Sunday humour: Man, tell your wife Melinda isn’t tipping her to open or close any Gates

This week confirmed many things. But first, forget the one thing that money alone cannot make the other gender age with you. Instead, look here, the richest man in the world (on average of the last 20 years) has been sleeping outside his own Gate for some good months, if not a year-plus.

Melinda Ann closed her Gates of 27 years, saying the fellow who has been accessing it over the last 27 years is just a software who is no better than a trespasser. She might have even upped the accusation to say the software-mad hubby has no inkling of the fact that hardwares makes more sense when Windows are closed and the Operating System has to go into Sleep Mode in the only place where nothing but Excel-lence is acceptable.

As a divorce historian, I can tell with more certainty than Museveni’s age that poor William Henry Gates III has been denied his sacred rights for a while now leading to that announcement.

Yes, by the time a couple decides on a divorce, they should have been estranged for a while and during estrangement, Gates are closed, Windows are shut and the Operating System stops running, forcing the PowerPoint to lose its effectiveness.

Of course, the exception can be there, like this Kanye West and the glamour wife he brought along.

However, for some reasons, the descendants of Eve on Zuckerberg Street are now saying if Melinda can do it to a man who has more money than Alex Mukulu’s nostril has aversion for body odour, then what about a mere Magogo who is a vendor or Zizinga, the boda man?

Well, the thing is that Melinda’s Gates has seen more satiated opulence pass through it than the Atlantic Ocean can boast of its water. What of you Nantongo from Masaka? Or Lakot from Gulu? Or Ajidiru from Koboko? What have you seen?

You’ve seen mean messages from loan sharks threatening to dispose of the TV or fridge if the full amounts owed are not settled. 

The irony is that it is the Ajidirus of this world who live on a diet called jealousy and will stress their already stressed and broke hubby with queries of why he liked Nassuna’s photo on Facebook.

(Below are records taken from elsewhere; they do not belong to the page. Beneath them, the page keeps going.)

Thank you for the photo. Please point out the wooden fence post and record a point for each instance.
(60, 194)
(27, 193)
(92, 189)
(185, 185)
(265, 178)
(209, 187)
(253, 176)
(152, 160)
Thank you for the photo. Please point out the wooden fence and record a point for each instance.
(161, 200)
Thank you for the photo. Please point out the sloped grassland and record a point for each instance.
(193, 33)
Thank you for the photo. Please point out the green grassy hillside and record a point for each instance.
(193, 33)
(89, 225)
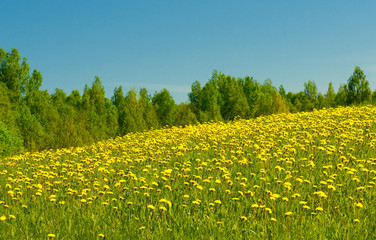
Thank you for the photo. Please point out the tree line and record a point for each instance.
(33, 120)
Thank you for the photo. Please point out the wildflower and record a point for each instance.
(151, 207)
(319, 209)
(288, 213)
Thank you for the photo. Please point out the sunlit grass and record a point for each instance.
(300, 176)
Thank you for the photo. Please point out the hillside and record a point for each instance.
(301, 176)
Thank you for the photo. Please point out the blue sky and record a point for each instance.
(170, 44)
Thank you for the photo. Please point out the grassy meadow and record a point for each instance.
(286, 176)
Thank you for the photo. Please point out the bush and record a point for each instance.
(10, 142)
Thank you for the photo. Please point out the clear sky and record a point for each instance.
(170, 44)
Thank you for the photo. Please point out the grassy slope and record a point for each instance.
(300, 176)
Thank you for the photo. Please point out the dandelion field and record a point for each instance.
(286, 176)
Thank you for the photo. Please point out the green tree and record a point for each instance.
(134, 118)
(149, 113)
(195, 98)
(233, 100)
(251, 90)
(13, 73)
(341, 96)
(330, 96)
(183, 115)
(164, 105)
(10, 142)
(357, 88)
(210, 109)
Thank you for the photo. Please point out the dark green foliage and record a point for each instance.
(33, 120)
(183, 115)
(357, 88)
(10, 142)
(164, 105)
(330, 96)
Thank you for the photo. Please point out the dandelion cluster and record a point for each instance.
(298, 175)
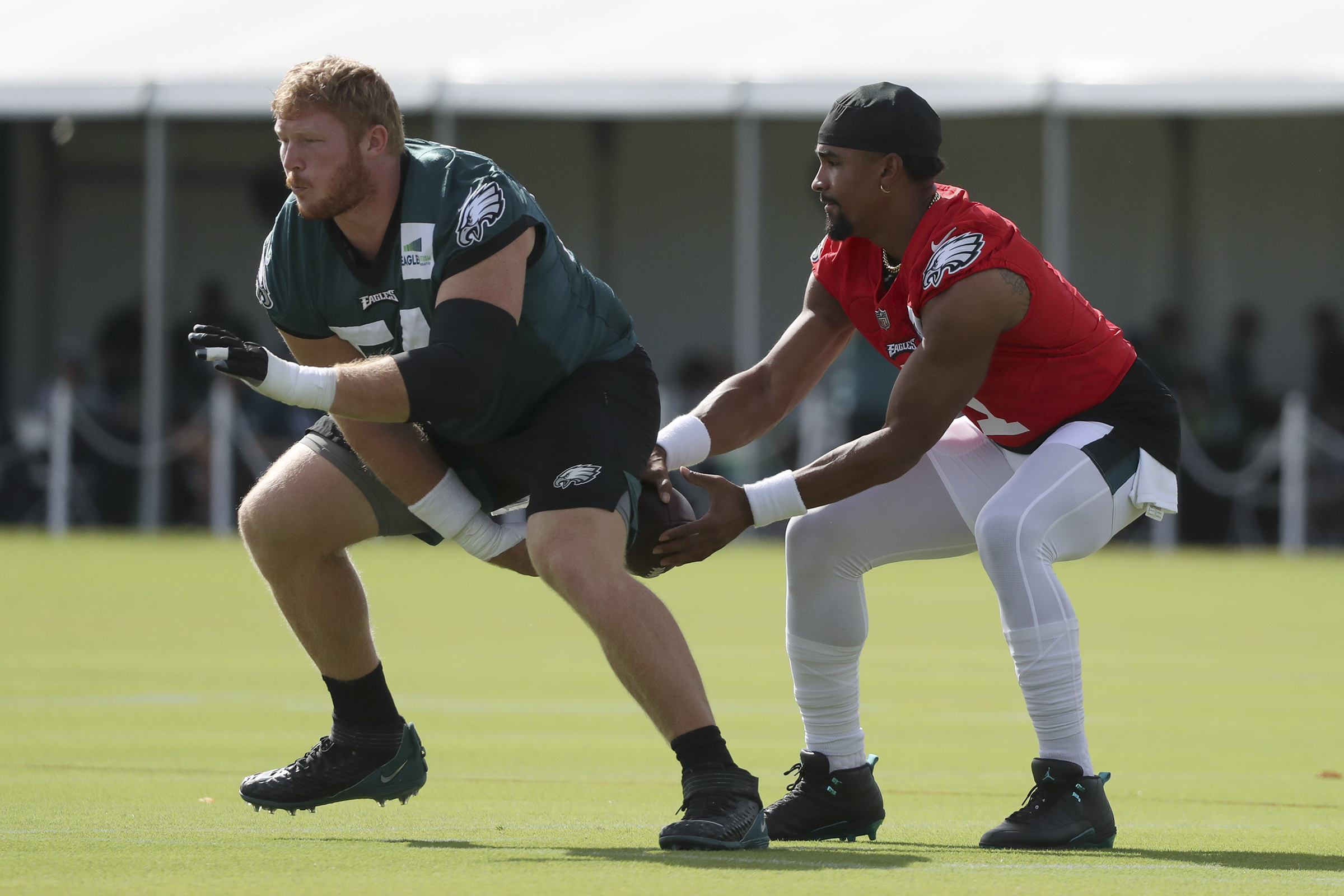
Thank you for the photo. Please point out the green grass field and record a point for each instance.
(142, 678)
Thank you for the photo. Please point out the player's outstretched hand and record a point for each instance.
(656, 473)
(729, 516)
(230, 354)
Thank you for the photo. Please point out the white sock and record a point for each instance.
(825, 684)
(1050, 672)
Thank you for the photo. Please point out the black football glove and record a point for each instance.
(230, 354)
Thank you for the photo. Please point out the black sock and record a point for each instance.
(363, 702)
(702, 747)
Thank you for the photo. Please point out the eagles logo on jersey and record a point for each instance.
(952, 254)
(577, 474)
(263, 291)
(483, 207)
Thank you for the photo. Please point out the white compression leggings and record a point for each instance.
(1022, 514)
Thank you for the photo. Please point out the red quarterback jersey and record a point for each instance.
(1062, 359)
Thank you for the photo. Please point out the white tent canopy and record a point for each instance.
(613, 58)
(749, 59)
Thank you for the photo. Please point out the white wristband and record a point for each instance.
(774, 499)
(486, 539)
(299, 385)
(686, 441)
(448, 507)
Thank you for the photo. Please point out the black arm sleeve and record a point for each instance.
(459, 372)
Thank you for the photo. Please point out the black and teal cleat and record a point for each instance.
(827, 805)
(1065, 810)
(340, 767)
(722, 812)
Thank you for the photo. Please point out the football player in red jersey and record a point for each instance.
(1022, 426)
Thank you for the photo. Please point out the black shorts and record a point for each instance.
(585, 445)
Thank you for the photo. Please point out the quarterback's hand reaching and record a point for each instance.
(230, 354)
(656, 473)
(729, 516)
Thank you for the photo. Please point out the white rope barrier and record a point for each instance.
(223, 517)
(1229, 484)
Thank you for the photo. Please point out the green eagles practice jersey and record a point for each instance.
(456, 209)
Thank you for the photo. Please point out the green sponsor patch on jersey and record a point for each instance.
(456, 210)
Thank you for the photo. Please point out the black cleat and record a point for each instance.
(827, 805)
(722, 812)
(334, 772)
(1066, 809)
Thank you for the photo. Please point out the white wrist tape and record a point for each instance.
(686, 441)
(483, 538)
(448, 507)
(774, 499)
(299, 385)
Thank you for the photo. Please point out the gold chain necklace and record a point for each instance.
(886, 262)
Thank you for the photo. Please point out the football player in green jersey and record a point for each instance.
(469, 362)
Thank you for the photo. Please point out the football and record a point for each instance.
(656, 517)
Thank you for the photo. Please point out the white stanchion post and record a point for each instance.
(58, 457)
(223, 520)
(1292, 489)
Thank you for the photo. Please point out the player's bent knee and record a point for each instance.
(1010, 535)
(815, 539)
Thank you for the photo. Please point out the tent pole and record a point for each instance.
(1056, 189)
(746, 255)
(442, 117)
(152, 372)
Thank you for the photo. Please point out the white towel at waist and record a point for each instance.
(1155, 487)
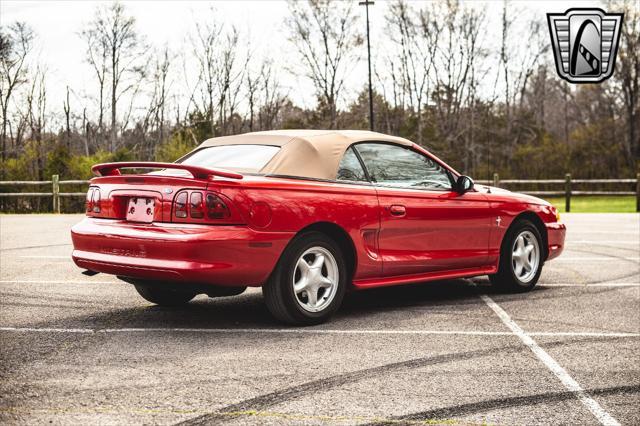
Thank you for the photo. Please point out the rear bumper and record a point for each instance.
(199, 254)
(555, 235)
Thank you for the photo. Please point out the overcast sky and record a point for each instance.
(57, 24)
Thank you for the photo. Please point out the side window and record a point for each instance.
(350, 168)
(394, 165)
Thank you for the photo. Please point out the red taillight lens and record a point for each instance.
(96, 200)
(181, 205)
(197, 209)
(193, 206)
(89, 203)
(93, 200)
(216, 208)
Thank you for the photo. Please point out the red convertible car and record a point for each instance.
(307, 215)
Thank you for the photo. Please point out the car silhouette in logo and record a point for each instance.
(585, 43)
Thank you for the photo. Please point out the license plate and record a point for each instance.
(140, 209)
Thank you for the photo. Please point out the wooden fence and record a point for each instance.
(566, 184)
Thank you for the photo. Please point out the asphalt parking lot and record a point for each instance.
(87, 350)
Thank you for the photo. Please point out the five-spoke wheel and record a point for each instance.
(525, 256)
(315, 279)
(309, 281)
(521, 258)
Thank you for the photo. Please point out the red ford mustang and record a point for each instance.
(307, 215)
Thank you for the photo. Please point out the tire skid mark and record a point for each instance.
(462, 410)
(262, 402)
(612, 256)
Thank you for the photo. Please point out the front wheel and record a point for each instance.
(309, 282)
(521, 258)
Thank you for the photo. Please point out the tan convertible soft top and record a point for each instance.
(305, 153)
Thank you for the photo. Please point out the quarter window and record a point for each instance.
(243, 158)
(393, 165)
(350, 168)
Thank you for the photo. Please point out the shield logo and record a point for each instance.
(585, 43)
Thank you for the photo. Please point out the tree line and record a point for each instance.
(483, 105)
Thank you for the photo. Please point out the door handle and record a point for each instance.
(397, 210)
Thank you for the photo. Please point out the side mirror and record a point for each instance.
(464, 184)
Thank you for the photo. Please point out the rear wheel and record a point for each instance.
(164, 295)
(521, 258)
(309, 282)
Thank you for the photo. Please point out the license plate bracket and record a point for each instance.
(140, 209)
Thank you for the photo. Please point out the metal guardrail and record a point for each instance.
(567, 191)
(55, 193)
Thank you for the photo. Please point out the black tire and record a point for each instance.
(506, 278)
(279, 294)
(164, 295)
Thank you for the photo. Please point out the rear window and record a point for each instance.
(242, 158)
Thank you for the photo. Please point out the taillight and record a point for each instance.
(200, 205)
(181, 205)
(93, 200)
(197, 209)
(89, 204)
(96, 200)
(216, 208)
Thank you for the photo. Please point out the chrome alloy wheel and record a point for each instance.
(525, 256)
(315, 279)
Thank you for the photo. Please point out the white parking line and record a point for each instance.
(305, 331)
(589, 285)
(595, 259)
(56, 282)
(47, 257)
(569, 383)
(630, 242)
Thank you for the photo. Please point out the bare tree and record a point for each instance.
(96, 55)
(221, 72)
(325, 34)
(16, 42)
(113, 33)
(628, 73)
(457, 29)
(416, 39)
(272, 99)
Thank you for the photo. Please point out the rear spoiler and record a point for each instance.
(113, 169)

Seriously, I look at Bill and his now shut Gates and then I turn the Facebook page only to see Adikini being jealous because Masaba joked about Lynda Ddane’s diastema. What are they jealous for? Masaba’s debts with loan sharks?

The only alimony a Chemutai can get if she decides to slam her Gates shut in Okumu’s face is the memory. If a full Bush War General could plead before a judge that he is too broke to provide child support when dragged in, now imagine a Muhumuza who has to sell Irish potatoes to raise fees for the nursery-going child you had with him.

Divorce talk should be left to the Melindas, MacKenzies and Kardashians. It’s these women who have the right to be jealous, too, because their men have everything a Bagonza in Wakiso dreams of when dealing with constipation in a public toilet.

However, if you are the kind who can cry of regime persecution and flee to Kenya only to return to claim you were on holiday and yet still think jealousy is your inherent right as a wife, then go ahead and inherit his debt burden too.

You can only think like Melinda Ann or MacKenzie Scott if you have Gates or Bezos otherwise you will just be going from Marcus Lwanga who calls himself God’s Plan to Anthony Dabanthy. And you know what? Ugandans will turn to Google with questions like, “Who is Sheilah Gashumba’s new boyfriend?”